Papillary thyroid carcinoma (PTC), the most frequent thyroid cancer, has low proliferation but no apoptosis, presenting frequent lymph-node metastasis (Ordonez et al., 2004).

SMAD3 has two opposite phosphorylation sites: the TGF-βRI–induced C-terminal Serine SMAD3 phosphorylation and the phosphorylation induced by CDK2 (T8, T179 and S213) and ERK (T179, S204, S208) (Wang et al. 2005, Matsuura et al. 2005).

In our previous studies, we have demonstrated that in normal thyroid, TGF-β/SMAD represses p27/CDKN1B gene, activating CDK2-dependent T179-SMAD3 phosphorylation to induce p50 NFκB-dependent BAX upregulation and apoptosis.

In thyroid cancer, oncogene activation prevents TGF-β/SMAD-dependent p27 repression, and CDK2/SMAD3 phosphorylation, leading to p65 NFκB upregulation which represses BAX, induces cyclin D1 and prompts TGF-β-dependent growth.

The p27/CDKN1B gene is downregulated by SMAD3 in normal thyroid but not in thyroid cancer. This could be used because both PTC groups (those originated in oncogenic BRAF and RAS or similar mutations) have a high activation of the MEK/ERK pathway (Agrawal et al. 2014). A high MEK/ERK activity phosphorylates SMADs at the linker region preventing p27 downregulation by TGF-β in thyroid cancer cells, blocking the apoptotic pathway.

The aim of this work is to study if combined therapies based on the p27/SMAD/NFkB pathway could be use in future clinical trials.

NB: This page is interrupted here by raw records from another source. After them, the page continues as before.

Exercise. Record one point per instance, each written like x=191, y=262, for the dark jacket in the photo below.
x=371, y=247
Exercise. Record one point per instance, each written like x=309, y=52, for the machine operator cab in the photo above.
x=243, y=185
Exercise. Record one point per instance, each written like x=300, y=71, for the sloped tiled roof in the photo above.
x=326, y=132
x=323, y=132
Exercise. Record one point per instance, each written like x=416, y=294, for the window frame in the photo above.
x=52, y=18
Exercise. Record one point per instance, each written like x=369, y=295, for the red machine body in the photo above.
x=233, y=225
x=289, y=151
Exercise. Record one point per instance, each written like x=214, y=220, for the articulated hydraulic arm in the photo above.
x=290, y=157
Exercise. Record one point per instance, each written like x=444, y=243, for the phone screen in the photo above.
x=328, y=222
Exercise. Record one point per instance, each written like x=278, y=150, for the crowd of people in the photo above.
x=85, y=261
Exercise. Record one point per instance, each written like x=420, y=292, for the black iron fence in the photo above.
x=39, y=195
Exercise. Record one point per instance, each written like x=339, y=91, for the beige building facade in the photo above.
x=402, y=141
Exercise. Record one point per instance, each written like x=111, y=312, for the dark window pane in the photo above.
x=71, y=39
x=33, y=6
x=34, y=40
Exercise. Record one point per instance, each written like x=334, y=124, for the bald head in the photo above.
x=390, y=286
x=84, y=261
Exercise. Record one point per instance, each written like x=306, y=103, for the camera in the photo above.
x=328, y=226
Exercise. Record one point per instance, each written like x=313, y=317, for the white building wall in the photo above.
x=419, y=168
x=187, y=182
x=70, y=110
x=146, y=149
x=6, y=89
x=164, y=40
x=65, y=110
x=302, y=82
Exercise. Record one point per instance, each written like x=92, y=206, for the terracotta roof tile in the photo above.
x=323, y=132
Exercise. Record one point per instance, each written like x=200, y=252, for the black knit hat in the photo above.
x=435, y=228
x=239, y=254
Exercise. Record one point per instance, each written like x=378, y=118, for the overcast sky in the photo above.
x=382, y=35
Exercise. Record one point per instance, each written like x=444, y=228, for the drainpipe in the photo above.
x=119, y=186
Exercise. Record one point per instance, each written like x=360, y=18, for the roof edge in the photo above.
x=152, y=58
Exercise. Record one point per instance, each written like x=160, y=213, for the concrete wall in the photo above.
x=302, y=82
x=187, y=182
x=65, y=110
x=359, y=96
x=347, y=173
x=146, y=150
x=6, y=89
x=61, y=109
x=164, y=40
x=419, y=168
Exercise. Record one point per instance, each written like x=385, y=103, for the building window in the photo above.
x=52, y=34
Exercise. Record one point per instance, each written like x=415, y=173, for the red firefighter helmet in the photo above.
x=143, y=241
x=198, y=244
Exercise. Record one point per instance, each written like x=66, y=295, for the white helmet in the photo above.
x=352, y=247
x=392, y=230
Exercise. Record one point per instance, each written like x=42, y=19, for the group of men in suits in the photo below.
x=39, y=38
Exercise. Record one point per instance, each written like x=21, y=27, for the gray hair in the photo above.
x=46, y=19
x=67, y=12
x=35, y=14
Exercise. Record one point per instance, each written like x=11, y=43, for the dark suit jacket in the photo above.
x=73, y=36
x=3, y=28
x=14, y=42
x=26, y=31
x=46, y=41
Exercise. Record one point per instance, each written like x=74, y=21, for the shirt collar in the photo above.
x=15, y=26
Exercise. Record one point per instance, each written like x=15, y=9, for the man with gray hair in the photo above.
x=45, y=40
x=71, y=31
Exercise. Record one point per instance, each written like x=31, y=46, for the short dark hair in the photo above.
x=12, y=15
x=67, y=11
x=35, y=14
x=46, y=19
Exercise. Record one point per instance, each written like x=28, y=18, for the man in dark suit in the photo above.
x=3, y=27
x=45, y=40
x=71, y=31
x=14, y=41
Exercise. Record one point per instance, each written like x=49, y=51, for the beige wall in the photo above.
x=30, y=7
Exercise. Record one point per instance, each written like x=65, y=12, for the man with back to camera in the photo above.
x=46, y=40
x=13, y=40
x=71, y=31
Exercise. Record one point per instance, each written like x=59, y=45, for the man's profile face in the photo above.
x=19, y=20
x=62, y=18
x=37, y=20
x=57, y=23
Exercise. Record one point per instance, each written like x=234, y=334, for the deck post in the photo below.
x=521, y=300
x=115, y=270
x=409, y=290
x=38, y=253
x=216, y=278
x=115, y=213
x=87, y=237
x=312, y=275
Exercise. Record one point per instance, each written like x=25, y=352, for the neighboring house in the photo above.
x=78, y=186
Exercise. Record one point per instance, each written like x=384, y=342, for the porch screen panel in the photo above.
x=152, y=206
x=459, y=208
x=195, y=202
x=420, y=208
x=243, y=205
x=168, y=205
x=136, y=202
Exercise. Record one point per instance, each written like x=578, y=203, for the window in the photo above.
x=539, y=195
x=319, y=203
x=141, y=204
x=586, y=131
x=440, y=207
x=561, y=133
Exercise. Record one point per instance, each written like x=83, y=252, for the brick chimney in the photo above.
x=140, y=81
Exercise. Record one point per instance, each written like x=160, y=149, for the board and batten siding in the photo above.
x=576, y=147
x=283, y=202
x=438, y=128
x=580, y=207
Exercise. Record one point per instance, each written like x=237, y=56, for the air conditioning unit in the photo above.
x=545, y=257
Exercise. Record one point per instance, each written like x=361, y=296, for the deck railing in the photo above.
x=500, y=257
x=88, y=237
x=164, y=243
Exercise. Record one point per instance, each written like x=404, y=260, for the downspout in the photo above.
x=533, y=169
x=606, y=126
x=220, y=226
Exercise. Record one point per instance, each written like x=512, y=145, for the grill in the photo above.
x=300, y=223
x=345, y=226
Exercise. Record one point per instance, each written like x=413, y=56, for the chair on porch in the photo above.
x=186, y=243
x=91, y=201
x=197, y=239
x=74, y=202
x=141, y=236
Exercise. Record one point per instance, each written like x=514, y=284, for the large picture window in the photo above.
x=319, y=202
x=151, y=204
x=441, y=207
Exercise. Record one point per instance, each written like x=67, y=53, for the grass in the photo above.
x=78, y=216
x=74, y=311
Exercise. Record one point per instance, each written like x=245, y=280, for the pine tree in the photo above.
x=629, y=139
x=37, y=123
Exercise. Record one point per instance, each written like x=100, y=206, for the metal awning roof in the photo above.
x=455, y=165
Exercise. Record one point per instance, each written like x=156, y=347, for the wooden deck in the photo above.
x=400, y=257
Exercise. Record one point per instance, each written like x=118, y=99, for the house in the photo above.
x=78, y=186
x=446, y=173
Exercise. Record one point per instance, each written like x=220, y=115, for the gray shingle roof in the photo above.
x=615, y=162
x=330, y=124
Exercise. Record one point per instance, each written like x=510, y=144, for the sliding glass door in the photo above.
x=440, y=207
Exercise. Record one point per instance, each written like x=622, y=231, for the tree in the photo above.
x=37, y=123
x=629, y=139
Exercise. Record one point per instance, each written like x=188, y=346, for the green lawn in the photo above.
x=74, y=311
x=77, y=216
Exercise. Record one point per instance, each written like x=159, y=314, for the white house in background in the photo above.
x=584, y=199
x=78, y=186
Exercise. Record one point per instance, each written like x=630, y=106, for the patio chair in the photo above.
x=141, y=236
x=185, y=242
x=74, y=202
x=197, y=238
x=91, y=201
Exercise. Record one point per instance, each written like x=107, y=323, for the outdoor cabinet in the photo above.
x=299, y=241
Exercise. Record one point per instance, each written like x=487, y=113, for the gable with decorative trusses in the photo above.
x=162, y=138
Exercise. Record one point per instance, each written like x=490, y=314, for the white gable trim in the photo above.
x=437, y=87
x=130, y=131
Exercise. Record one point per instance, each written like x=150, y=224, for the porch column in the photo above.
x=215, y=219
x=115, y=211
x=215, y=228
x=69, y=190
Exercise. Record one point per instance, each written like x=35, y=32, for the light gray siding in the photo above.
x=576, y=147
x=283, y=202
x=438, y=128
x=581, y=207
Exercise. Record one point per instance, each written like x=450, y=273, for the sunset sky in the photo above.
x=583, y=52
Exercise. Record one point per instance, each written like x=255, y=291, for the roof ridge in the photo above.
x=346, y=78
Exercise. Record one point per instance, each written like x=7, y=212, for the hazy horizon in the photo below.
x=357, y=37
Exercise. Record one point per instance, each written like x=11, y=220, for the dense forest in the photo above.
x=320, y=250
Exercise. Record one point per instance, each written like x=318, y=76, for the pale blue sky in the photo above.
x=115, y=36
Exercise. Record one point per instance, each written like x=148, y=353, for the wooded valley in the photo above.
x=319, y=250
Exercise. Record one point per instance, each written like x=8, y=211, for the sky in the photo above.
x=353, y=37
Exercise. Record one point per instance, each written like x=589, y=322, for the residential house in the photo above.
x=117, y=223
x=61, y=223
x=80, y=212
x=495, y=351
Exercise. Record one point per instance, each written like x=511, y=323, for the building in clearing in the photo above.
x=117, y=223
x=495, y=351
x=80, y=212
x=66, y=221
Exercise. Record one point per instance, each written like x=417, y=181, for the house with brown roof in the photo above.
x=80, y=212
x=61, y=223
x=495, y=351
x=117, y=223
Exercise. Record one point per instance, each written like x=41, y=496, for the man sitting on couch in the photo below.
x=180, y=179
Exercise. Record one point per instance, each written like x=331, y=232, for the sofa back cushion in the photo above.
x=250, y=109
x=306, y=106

MEK inhibitor U0126 was used alone or combined with NFkB inhibitor (SN50) in thyroid cancer cells and in normal thyroid cells cultured in human homeostatic conditions (h7H) (Bravo et al. 2013).

Combined ERK and p65 NFkB inhibitors reduce p27 and potentiate apoptosis in thyroid cancer while survival in normal thyroid.

Our study suggests that a combination of chemotherapy (U0126+SN50) could kill cancer cells but prevent death in normal thyroid cells. This could open a new avenue to treat thyroid cancer patients after surgery preventing recurrences and shifts to malignancy.